Analysis

Norges Bank Preview: Unchanged rates and 'on hold' stance to be repeated

  • Norges Bank is expected to leave the policy rate unchanged at 1.50% and signal unchanged rates for the coming period.
  • This is an interim meeting, with no monetary policy report or press conference, and at which NB has tended to provide very little news in recent years.
  • We expect no market reaction upon announcement.

What to expect : We expect no new signals from Norges Bank (NB) at its monetary policy meeting on 23 January. Hence, we expect NB to leave the policy rate at 1.50% and reiterate that rates most likely will remain unchanged in the period ahead. Note that this is an interim meeting with no monetary policy report, rate path or press conference. Indeed in recent years, NB has tended to give very little new information at these interim meetings which fall only one month after the last monetary policy report.

At the meeting in December, NB stated that 'the policy rate will most likely remain at this level in the coming period'. Meanwhile, the rate path implicitly suggested a 40% probability of a 2020 hike, highlighting a modest bias towards further tightening.

Since then, key figures have been a bit disappointing. Mainland GDP increased by 0.3% in the three-month period from September to November.
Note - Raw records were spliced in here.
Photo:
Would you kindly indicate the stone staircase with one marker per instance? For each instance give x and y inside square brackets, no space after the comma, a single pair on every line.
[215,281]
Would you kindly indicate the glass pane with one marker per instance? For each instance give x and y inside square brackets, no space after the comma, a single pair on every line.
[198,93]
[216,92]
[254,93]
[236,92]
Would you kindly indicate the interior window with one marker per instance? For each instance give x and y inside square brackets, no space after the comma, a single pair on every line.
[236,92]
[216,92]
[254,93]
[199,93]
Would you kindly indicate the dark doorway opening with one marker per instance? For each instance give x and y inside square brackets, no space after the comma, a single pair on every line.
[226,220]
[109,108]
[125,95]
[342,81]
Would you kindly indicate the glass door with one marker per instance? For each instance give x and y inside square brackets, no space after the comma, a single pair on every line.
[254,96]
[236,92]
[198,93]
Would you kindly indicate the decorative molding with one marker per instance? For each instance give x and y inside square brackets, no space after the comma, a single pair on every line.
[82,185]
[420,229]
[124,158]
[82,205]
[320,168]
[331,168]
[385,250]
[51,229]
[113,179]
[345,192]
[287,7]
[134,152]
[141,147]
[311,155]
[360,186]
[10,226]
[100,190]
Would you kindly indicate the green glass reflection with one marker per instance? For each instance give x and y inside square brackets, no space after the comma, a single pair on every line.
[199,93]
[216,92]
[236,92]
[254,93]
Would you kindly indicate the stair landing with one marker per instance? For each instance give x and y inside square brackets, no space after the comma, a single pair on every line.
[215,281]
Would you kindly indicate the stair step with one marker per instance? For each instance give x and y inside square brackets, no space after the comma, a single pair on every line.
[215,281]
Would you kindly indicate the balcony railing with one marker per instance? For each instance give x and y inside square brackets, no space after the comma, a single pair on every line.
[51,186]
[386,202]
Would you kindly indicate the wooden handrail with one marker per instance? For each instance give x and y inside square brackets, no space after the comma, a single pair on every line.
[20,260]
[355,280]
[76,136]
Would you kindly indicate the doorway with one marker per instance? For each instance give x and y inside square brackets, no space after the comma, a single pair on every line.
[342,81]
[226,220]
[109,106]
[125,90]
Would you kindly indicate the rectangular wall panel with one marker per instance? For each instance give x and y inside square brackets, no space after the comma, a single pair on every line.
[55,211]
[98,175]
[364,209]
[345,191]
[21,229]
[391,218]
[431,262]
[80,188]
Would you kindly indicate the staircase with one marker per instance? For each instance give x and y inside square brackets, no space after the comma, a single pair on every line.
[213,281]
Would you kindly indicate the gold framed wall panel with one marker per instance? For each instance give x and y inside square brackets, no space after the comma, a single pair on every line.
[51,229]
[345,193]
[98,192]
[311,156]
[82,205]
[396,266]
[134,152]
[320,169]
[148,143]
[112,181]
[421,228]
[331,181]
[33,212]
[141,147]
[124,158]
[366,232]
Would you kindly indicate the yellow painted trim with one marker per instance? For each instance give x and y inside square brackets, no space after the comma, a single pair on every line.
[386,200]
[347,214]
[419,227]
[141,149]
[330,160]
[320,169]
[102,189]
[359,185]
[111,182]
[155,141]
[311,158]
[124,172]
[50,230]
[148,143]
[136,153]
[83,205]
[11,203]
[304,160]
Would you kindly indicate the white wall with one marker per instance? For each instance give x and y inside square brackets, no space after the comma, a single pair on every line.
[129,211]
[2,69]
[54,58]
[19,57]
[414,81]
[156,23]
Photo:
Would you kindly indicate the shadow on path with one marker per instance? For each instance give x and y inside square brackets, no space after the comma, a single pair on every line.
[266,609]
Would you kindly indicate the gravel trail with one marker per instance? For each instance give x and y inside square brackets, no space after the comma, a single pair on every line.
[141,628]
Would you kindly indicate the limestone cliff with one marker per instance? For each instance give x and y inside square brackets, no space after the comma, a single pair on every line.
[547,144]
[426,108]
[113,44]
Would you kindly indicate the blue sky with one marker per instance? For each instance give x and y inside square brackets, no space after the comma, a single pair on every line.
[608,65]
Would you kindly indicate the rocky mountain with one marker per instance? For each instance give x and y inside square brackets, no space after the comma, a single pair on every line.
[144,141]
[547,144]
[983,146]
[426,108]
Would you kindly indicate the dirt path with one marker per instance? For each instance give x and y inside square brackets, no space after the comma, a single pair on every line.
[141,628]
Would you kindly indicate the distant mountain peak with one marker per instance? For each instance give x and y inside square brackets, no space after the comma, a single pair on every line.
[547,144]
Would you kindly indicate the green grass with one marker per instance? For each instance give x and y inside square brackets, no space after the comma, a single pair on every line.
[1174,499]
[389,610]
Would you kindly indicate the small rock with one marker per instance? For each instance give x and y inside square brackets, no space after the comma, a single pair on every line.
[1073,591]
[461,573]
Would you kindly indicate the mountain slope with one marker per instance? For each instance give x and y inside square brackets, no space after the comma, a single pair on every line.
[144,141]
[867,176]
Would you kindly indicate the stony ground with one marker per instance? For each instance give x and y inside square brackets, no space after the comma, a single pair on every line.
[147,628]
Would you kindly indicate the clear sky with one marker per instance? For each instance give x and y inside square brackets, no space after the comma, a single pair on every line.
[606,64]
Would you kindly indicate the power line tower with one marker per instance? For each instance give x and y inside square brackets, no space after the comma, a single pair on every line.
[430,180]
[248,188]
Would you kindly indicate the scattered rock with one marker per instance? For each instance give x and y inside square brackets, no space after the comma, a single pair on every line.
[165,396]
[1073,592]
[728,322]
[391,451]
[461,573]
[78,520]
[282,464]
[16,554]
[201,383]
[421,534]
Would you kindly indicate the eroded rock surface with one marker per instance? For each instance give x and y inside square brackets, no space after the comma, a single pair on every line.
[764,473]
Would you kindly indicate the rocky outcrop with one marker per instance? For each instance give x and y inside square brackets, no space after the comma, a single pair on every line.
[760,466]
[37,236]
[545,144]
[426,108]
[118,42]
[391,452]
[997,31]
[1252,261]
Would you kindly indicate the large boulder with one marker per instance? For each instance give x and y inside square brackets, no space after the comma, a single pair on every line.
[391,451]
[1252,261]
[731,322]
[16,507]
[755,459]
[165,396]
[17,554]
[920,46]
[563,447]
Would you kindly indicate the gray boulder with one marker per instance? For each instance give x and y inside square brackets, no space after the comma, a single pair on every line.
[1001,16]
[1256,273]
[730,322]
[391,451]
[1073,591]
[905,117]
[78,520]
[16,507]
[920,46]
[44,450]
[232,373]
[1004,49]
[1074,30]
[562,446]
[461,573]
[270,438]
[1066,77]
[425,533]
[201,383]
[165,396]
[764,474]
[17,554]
This is the lowest rate for more than three years and confirms that the economy entered a clear slowdown phase towards the end of 2019. However, this should be in line with the signals from the Regional Network Survey published in December, and is only marginally lower than the NB forecast from December.

Also, core inflation fell to 1.8% y/y in December, against the expected 1.9% in the December MPR. We still believe that the risk of a stronger disinflationary trend is limited. Although growth has slowed down, capacity utilisation is still high, and wage growth will remain in the 3.2-3.4% region going forward. This means that domestic inflation (weight of 2/3) is most likely to stay up. At the same time, we expect the NOK depreciation through the second half of last year to gradually turn into higher imported inflation (1/3) in 2020 (Chart 3). Hence, we expect NB to put less emphasis on the marginally lower inflation print as long as the medium-term inflation drivers remain positive.

On the other hand, the import-weighted NOK has appreciated and is currently around 1% stronger than expected in the MPR in December. If this continues, it could affect the rate settings later in 2020, but neither the level nor the pace of the appreciation should cause any major concerns at this juncture.

If we are right in our broad consensus call, it should have virtually no market impact upon announcement. As Table 1 on page 2 shows the short interim NB meetings have generally failed to trigger substantial market moves since press conferences were removed from the interim meetings in 2017.

Our base case remains a fifth NB rate hike in 2020 (in June), but the probability of this call materialising has arguably fallen in recent weeks. We estimate a true probability of another NB hike as marginally higher than 50% given the recent news flow. In comparison, markets price roughly 2bp and 5bp worth of cuts (accumulative) for end-2020 and end-2021, respectively. Hence we still see value in positioning for higher short-end rates.